MRI imaging showed right mastoiditis and sigmoid sinus thrombosis extending to IJV with features of myositis and cellulitis of neck muscles. HRCT Temporal bone was done which showed only minimal mastoiditis without any evidence of bone erosion. The patient was put on empirical high end broad spectrum antibiotics. A repeat imaging was done and it showed a spreading cellulitis and thrombosis of right internal jugular vein with retropharyngeal space involvement. Neck exploration and IJV ligation was done.

Post operatively after initial 72 h of improvement, his condition again deteriorated with spreading facial cellulitis, chemosis of right eye and ophthalmoplegia. Hematology consultation was sought in view of total count reaching 49,000. The histopathology report arrived on 4th day, surprisingly showing mucor in the peripheral rim of fat tissue around lymph node with features of necrosis in periphery. Hence the diagnosis of invasive mucormycosis of neck was reached.

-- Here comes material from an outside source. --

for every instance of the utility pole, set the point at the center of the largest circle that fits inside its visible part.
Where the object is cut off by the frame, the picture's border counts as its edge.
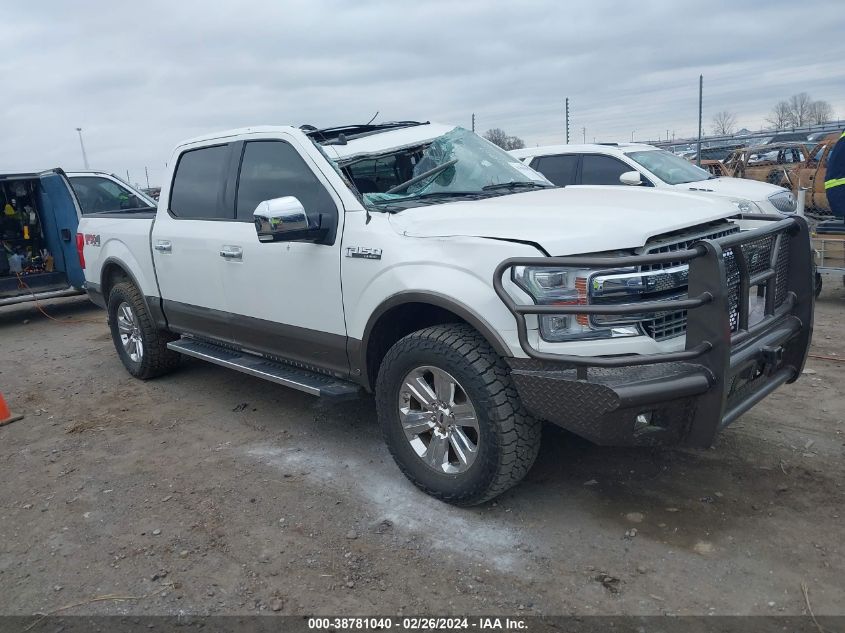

Parenteral liposomal amphotericin B 5 mg/kg/day along with oral posaconazole 4?×?200 mg/kg/dose were started. Extensive surgical debridement and antifungal therapy being the only option, there was a dilemma as to how to debride the neck further. Staged debridements under LA were continued till disease free limits were attained. The debridement was carried out till atlas and around the foramen magnum which was the end point of dissection. He was given tigecycline during the course of his treatment as he developed multidrug resistant Klebsiella pneumonia, following which he developed tigecycline induced arrhythmia and cardiac arrest which was treated by cardiology team. He underwent feeding jejunostomy for long term nutritional requirements.

Finally after 3 weeks, reasonably good dry granular superficial wound without microbial activity was attained which was confirmed by repeated swab cultures.